I use my hack for creative production work. Adobe CS all day. InDesign, Photoshop and Illustrator. I may on occasion have to re-encode a video or two.
 
I am thinking about building a new hackintosh. My 10 year old hack is still running flawlessly but I figured it was time.

i7-9700K or an 19-9900K. I know the technical difference between these two processors, but what do you all think in terms of real performance? Is hyper threading that important? Price/performance wise it looks like the i7-9700K is a better choice. Seems like you can overclocked it higher and easier. But does that matter? Price wise there is a $100 difference! For just hyper threading?!

I use my hack for creative production work. Adobe CS all day. InDesign, Photoshop and Illustrator. I may on occasion have to re-encode a video or two.
I would go with the i7-9700K and overclock it to 5.0 GHz
 
Imo, Hyper Threading makes a huge difference, although maybe not for your workflow... I don't think Photoshop, Illustrator, and InDesign requires so many threads.

Overall performance-wise, I think the i9-9900KF is much more powerful.
 
I was just looking at this too. I was thinking to just max out everything, therefore 9900k, but looking at detailed specs, I don't think it's that simple. The 9700k can be more overclocked while using less power and making less heat. And the 9900k's slightly higher multiprocessor performance has costs that are significantly higher, in power, heat, and dollars. So I'm thinking that:
  • If you're doing a single thing, you can do it both faster and cheaper with the 9700k
  • If you're doing lots and lots of things, maybe you need the 9900k.
So for example some kind of server situation would want the 9900k. If you love having a million tabs open at once, this is perhaps a good argument for the 9900k (every tab is a separate process). But if you are doing one single compute-intensive task (that is not optimized for multi-threading), the 9700k would actually perform better. The devil is in the details though and if you're running one single program, it may be spawning multiple processes or threads under the hood, and could still take good advantage of the extra power of the 9900k.

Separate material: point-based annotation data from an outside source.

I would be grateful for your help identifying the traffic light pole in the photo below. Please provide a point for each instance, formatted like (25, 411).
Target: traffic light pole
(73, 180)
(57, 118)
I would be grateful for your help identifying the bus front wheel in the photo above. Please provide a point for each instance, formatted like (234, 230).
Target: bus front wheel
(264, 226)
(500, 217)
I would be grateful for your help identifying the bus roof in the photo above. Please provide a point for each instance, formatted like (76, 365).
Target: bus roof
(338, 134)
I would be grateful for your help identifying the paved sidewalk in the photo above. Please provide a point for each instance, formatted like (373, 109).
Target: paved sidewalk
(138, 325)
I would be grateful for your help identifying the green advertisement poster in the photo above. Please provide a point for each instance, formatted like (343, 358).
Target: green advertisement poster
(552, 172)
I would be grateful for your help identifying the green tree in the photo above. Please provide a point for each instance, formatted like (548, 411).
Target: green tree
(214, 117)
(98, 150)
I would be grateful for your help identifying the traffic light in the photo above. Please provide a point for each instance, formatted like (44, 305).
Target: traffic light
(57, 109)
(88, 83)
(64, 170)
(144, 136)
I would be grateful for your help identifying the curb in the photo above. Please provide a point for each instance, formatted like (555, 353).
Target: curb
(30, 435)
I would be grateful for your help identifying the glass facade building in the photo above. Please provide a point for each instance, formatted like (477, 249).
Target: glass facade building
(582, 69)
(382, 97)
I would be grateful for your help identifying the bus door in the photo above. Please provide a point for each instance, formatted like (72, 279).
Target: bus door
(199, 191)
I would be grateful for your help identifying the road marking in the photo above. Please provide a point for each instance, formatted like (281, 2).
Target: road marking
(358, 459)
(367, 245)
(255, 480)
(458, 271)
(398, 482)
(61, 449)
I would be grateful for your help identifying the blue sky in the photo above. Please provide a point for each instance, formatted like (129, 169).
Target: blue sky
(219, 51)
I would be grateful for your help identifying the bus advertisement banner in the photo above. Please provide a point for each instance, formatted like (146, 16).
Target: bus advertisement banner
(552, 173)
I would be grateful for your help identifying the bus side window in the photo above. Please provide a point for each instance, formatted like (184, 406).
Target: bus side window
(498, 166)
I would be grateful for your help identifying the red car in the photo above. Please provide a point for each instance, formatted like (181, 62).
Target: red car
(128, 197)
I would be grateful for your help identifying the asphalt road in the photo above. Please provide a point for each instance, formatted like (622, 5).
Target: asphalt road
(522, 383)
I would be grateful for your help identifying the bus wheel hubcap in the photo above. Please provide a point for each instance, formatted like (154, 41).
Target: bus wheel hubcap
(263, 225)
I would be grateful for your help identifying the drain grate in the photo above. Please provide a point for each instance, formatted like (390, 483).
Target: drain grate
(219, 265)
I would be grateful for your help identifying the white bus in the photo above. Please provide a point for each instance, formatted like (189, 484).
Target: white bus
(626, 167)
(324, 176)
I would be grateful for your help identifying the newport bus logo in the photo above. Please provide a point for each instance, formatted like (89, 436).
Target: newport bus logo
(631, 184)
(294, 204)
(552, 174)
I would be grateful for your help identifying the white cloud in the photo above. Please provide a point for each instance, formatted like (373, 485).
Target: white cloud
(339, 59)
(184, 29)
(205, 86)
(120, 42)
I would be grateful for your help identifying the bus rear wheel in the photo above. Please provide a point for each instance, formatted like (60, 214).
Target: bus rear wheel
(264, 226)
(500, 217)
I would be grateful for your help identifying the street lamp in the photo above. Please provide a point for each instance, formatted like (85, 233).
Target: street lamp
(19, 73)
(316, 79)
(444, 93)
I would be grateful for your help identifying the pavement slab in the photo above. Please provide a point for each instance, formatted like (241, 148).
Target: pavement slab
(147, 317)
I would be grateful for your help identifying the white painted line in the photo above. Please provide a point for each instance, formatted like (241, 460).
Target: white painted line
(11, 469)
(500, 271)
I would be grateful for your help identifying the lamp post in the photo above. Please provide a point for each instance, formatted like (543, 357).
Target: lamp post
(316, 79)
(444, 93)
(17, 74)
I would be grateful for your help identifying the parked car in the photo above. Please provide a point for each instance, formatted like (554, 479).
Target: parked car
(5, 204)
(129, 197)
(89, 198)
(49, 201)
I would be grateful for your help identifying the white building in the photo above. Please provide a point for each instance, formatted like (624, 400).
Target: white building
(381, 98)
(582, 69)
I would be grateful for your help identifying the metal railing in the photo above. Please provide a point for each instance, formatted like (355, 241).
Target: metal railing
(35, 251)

I'll probably still stick with the 9900k, because it'll be my house file server, music server, cloud syncing, and I usually have a million browser tabs open.

Here's the reference I was looking at on the difference: https://www.anandtech.com/show/13400/intel-9th-gen-core-i9-9900k-i7-9700k-i5-9600k-review/22
 
I opted to buy the i9-9900K. I'm looking to make this thing last another 10 years and I just figured that is the best way to do it. And the extra $100 isn’t that much in the grand scheme of things. I know myself, I’d alway be wishing I had bought the bigger, better processor.

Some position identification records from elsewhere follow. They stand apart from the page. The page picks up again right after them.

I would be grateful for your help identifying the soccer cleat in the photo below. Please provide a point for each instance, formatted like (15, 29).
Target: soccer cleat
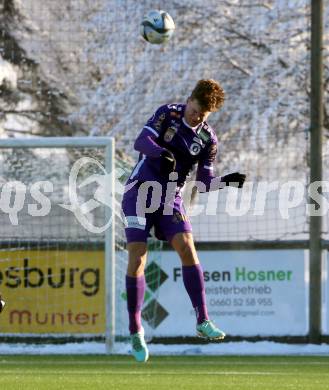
(139, 347)
(207, 329)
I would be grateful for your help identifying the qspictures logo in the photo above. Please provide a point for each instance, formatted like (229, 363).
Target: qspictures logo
(107, 188)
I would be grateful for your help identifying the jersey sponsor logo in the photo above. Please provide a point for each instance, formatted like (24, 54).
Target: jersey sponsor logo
(195, 149)
(159, 122)
(169, 134)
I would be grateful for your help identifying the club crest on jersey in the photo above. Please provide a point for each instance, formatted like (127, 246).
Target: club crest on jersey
(195, 149)
(169, 134)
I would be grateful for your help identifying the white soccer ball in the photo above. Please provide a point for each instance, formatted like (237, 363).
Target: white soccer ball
(157, 27)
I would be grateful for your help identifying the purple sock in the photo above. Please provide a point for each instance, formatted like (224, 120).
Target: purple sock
(194, 284)
(135, 288)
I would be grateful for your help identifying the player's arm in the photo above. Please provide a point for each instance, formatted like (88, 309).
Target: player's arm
(146, 142)
(205, 173)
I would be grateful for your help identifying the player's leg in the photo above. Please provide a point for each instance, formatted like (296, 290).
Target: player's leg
(193, 280)
(192, 273)
(135, 287)
(135, 284)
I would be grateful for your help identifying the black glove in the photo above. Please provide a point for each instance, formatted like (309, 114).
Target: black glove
(168, 162)
(2, 303)
(233, 179)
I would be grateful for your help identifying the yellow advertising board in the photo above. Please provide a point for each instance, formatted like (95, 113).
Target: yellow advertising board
(52, 291)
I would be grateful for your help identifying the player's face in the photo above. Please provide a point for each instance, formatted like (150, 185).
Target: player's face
(194, 114)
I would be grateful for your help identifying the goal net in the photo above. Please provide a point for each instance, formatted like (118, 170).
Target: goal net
(62, 259)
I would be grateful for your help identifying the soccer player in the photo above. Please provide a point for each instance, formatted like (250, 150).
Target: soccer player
(175, 139)
(2, 303)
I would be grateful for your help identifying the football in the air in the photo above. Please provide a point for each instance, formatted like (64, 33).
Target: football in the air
(157, 27)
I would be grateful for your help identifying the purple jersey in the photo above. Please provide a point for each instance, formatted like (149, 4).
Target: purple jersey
(167, 129)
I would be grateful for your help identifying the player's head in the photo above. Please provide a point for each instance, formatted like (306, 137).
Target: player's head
(206, 97)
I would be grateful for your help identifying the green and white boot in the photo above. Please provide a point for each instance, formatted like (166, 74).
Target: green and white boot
(207, 329)
(139, 347)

Now to actually build the thing! I think it will be fine, there are a lot of guides of the setup I've bought.
 
Imo, Hyper Threading makes a huge difference, although maybe not for your workflow... I don't think Photoshop, Illustrator, and InDesign requires so many threads.

Overall performance-wise, I think the i9-9900KF is much more powerful.

Just an FYI... In highly thread-able java applications (I used to work for a software company), it was determined that hyper-threading only gives a 25% to 30% boost. So if you have a 4 core CPU it will feel like a 5 core CPU. A 6 core CPU MIGHT feel like almost an 8 core. Since our licenses were per VM core (thread), We would tell the customers to turn hyper-threading off and add more real cores. an 8 core CPU with no hyper-threading is definitely faster than a 6 core, 12 thread CPU.
 
Just an FYI... In highly thread-able java applications (I used to work for a software company), it was determined that hyper-threading only gives a 25% to 30% boost. So if you have a 4 core CPU it will feel like a 5 core CPU. A 6 core CPU MIGHT feel like almost an 8 core. Since our licenses were per VM core (thread), We would tell the customers to turn hyper-threading off and add more real cores. an 8 core CPU with no hyper-threading is definitely faster than a 6 core, 12 thread CPU.

Yes, that's always been my understanding as well. Approx 30% increase.
 
Its not only HT, its about 12 vs 16mb cache which is a big factor for performance.